Set-DhcpServerv4Policy [-Name] <String> [[-ScopeId] <IPAddress> ] [-AsJob] [-CimSession <CimSession[]> ] [-CircuitId <String[]> ] [-ClientId <String[]> ] [-ComputerName <String> ] [-Condition <String> ] [-Description <String> ] [-Enabled <Boolean> ] [-MacAddress <String[]> ] [-NewName <String> ] [-PassThru] [-ProcessingOrder <UInt16> ] [-RelayAgent <String[]> ] [-RemoteId <String[]> ] [-SubscriberId <String[]> ] [-ThrottleLimit <Int32> ] [-UserClass <String[]> ] [-VendorClass <String[]> ] [-Confirm] [-WhatIf] [ <CommonParameters>]
It can used to modify existing policies. For modifying the MAC address prefix based condition of DevicesPolicy to make it applicable to devices of some other manufacturer (which have a different prefix). The existing MAC address based condition will be replaced.
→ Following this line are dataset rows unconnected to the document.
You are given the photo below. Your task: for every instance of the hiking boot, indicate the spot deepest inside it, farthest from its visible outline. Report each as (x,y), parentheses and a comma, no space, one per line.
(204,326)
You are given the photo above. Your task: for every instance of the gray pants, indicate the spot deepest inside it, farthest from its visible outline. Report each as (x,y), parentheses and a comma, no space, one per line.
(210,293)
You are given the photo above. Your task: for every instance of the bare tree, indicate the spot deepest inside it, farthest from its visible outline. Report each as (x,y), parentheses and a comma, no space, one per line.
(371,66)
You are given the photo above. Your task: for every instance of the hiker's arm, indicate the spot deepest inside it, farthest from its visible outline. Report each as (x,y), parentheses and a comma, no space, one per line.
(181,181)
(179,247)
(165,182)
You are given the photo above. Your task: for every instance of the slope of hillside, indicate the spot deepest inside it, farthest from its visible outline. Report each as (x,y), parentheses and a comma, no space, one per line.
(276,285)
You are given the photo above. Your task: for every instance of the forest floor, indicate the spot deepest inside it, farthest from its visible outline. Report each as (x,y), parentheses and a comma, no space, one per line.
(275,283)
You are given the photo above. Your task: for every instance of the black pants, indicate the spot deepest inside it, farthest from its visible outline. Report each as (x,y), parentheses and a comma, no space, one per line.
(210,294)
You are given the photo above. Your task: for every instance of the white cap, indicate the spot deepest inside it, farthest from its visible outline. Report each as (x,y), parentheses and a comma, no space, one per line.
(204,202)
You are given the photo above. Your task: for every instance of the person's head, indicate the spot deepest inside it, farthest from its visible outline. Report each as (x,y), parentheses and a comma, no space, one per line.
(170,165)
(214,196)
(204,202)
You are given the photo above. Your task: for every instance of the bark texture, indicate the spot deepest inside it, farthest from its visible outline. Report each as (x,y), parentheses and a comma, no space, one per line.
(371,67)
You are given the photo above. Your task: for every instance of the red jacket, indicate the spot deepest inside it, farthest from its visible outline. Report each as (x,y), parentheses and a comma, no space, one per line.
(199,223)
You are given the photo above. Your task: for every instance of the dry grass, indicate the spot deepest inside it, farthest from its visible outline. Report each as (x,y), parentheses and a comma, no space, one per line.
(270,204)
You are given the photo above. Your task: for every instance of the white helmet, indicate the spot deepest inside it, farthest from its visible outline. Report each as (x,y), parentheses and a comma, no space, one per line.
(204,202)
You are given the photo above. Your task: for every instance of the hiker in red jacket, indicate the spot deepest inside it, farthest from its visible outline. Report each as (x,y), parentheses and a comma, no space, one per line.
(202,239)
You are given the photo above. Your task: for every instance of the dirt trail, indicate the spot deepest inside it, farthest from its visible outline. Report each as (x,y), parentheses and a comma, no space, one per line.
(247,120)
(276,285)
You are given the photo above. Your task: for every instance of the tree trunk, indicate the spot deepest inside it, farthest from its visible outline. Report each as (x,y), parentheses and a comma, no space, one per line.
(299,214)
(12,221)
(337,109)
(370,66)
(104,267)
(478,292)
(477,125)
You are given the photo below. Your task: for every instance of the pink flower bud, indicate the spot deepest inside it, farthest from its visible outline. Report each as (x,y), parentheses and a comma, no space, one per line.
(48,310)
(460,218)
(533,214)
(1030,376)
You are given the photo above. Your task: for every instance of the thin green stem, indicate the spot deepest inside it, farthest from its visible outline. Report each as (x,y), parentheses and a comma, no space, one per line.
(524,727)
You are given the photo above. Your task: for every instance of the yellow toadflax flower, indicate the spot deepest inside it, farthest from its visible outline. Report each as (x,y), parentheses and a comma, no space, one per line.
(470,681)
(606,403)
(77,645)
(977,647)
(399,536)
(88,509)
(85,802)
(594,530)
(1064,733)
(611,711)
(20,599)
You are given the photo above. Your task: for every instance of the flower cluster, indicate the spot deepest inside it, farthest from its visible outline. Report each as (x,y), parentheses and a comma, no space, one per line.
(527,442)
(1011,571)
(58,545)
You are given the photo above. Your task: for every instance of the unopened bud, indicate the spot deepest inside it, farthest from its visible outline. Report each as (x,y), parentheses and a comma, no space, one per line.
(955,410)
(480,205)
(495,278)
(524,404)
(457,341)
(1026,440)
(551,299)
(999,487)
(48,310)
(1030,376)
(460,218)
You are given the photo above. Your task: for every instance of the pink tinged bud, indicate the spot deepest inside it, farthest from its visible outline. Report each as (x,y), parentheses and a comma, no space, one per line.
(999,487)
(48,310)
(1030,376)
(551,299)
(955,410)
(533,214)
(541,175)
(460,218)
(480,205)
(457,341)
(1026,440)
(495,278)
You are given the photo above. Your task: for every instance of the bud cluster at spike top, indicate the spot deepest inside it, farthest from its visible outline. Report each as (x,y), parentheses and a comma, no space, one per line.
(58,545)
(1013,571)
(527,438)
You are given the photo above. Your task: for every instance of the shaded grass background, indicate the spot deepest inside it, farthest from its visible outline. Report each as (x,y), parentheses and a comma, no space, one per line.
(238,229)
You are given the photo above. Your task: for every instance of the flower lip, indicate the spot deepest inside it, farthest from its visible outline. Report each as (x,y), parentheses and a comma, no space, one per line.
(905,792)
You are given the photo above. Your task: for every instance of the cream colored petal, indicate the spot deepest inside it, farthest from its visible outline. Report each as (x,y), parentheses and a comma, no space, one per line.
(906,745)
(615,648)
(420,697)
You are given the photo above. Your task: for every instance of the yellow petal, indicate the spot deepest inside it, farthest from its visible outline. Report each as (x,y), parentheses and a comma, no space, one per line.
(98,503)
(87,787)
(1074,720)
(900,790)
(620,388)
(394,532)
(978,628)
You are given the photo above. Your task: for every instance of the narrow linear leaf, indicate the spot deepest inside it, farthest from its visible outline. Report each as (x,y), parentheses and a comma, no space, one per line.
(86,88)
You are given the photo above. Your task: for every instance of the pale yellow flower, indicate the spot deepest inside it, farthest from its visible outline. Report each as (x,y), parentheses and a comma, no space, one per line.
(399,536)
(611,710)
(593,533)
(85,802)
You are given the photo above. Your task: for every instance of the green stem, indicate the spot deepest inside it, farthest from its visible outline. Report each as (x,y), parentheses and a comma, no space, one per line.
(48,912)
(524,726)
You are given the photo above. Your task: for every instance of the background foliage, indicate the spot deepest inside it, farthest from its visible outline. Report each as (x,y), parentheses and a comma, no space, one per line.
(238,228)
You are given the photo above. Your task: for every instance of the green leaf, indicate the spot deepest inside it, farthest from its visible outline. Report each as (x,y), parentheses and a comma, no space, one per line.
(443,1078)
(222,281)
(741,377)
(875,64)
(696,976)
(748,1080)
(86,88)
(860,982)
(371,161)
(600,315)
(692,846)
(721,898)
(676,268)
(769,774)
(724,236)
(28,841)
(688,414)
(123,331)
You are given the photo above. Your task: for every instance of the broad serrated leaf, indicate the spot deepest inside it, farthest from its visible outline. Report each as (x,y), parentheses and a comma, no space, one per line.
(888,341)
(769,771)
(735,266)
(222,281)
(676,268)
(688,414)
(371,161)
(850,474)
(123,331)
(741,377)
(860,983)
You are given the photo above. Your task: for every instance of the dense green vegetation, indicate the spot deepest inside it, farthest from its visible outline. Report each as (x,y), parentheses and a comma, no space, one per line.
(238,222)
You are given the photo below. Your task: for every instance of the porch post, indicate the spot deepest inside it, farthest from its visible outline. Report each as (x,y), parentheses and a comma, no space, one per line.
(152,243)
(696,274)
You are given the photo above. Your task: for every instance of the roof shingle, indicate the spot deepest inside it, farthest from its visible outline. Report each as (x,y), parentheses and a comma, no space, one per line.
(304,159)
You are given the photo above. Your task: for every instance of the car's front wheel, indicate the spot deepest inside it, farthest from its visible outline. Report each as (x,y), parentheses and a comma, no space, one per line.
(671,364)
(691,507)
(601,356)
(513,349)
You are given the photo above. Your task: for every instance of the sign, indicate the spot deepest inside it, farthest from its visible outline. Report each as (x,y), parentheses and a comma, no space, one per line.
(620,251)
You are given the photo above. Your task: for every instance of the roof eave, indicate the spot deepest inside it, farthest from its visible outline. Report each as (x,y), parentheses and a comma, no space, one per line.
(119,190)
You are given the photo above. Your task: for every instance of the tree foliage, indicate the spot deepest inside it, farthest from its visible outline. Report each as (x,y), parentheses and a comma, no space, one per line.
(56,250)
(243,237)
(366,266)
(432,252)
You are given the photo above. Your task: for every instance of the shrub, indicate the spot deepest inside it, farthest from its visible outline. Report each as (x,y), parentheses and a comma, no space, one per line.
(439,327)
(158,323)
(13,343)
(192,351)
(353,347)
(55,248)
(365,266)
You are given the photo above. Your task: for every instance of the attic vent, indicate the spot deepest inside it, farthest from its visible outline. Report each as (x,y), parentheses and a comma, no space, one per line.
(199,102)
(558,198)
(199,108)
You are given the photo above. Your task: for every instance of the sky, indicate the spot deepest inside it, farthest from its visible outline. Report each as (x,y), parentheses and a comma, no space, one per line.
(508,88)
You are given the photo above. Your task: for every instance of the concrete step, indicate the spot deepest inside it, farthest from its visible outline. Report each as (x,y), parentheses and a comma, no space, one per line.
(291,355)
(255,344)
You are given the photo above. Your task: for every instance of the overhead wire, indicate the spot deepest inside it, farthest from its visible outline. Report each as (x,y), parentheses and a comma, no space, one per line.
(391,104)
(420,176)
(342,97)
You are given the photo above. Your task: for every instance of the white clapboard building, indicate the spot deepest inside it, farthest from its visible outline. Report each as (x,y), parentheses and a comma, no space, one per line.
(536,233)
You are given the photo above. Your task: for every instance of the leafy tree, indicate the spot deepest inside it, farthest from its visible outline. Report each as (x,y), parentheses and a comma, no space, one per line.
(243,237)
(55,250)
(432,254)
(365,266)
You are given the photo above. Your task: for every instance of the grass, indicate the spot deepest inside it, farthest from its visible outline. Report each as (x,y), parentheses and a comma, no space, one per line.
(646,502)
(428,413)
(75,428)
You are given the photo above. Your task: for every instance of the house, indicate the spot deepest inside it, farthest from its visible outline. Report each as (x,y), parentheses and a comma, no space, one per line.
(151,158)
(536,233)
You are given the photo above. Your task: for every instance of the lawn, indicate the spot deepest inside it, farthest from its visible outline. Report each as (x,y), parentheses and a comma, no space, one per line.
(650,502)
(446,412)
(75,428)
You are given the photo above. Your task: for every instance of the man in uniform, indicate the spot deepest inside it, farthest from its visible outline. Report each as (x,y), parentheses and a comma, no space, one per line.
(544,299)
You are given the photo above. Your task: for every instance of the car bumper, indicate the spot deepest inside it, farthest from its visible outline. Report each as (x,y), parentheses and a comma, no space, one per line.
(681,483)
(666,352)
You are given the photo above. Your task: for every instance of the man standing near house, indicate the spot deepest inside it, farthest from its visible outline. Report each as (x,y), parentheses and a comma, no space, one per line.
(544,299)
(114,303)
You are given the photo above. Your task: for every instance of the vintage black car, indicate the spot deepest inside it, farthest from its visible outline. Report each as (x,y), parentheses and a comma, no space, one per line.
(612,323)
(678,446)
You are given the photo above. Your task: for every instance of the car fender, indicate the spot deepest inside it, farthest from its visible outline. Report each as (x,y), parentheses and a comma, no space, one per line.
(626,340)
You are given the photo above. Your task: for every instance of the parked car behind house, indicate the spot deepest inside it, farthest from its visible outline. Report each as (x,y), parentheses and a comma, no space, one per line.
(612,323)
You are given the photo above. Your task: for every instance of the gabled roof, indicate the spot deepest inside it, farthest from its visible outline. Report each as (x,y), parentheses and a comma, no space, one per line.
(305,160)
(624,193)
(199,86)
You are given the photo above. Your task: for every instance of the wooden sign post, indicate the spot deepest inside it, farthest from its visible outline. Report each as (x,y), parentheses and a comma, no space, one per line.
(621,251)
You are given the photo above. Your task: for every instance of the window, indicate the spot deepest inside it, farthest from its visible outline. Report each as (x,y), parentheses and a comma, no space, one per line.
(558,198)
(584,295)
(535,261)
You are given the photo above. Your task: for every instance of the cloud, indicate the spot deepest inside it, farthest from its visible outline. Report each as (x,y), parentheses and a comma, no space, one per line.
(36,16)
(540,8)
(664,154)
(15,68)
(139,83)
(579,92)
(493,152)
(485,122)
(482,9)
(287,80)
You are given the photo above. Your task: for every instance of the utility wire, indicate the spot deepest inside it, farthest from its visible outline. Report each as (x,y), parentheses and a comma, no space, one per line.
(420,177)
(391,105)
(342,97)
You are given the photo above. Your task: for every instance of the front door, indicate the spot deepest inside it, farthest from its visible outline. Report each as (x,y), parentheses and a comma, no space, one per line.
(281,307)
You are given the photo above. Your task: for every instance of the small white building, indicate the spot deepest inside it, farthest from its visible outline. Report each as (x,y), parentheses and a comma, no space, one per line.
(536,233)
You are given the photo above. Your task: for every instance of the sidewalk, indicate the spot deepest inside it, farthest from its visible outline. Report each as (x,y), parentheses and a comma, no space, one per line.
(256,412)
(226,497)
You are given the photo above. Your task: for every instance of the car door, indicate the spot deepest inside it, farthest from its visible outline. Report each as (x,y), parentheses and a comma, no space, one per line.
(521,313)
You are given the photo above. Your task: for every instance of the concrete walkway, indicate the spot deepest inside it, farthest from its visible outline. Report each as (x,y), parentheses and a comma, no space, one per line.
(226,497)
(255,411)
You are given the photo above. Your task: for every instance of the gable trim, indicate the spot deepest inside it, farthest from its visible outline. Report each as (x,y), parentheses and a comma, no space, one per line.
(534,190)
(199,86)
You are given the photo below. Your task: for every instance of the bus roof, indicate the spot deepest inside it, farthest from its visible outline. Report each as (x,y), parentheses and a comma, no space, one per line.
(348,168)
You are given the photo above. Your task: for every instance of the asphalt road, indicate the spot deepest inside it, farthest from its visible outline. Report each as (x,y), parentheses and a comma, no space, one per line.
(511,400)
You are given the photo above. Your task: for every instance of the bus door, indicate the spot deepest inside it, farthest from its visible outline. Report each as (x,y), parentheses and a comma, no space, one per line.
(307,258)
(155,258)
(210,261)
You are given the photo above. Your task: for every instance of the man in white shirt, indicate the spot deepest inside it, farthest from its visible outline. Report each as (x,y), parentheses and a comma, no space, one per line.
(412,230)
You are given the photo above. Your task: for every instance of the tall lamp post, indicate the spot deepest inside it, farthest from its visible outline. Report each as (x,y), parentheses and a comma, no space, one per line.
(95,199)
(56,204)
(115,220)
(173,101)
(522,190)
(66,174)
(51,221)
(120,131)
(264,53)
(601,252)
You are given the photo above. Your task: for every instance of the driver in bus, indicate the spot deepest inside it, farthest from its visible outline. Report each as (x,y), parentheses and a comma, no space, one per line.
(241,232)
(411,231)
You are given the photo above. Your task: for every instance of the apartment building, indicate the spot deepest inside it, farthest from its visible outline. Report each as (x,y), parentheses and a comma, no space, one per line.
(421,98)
The other condition based on the vendor class filed will be retained and logically combined (OR’d) with this new condition.
Set-DhcpServerv4Policy –ScopeId 10.0.0.0 -Name DevicesPolicy -Condition OR - MacAddress EQ,FCC734*
To change the operator between the conditions of DevicesPolicy to AND instead of OR:
Set-DhcpServerv4Policy –ScopeId 10.0.0.0 –Name DevicesPolicy –Condition And
For disabling DevicesPolicy:
Set-DhcpServerv4Policy –ScopeId 10.0.0.0 –Name DevicesPolicy -Enabled $false
Adds an IP range to an existing policy at the scope level.
Add-DhcpServerv4PolicyIPRange [-Name] <String> [-ScopeId] <IPAddress> [-StartRange] <IPAddress> [-EndRange] <IPAddress> [-AsJob] [-CimSession <CimSession[]> ] [-ComputerName <String> ] [-PassThru] [-ThrottleLimit <Int32> ] [-Confirm] [-WhatIf] [ <CommonParameters>]
To associate an IP address range (say, 10.0.0.1 to 10.0.0.100) with DevicesPolicy:
Add-DhcpServerv4PolicyIPRange –Name DevicesPolicy –ScopeId 10.0.0.0 –StartRange 10.0.0.1 –EndRange 10.0.0.100
Now any client that matches the policy will get an address from the range 10.0.0.1 to 10.0.0.100.
Adding another IP Address range from 10.0.0.101 to 10.0.0.200 to it:
Add-DhcpServerv4PolicyIPRange –Name DevicesPolicy –ScopeId 10.0.0.0 –StartRange 10.0.0.150 –EndRange 10.0.0.200
Any client that matches the policy will get an address from either the range 10.0.0.1 to 10.0.0.100 or from the range 10.0.0.150 to 10.0.0.200.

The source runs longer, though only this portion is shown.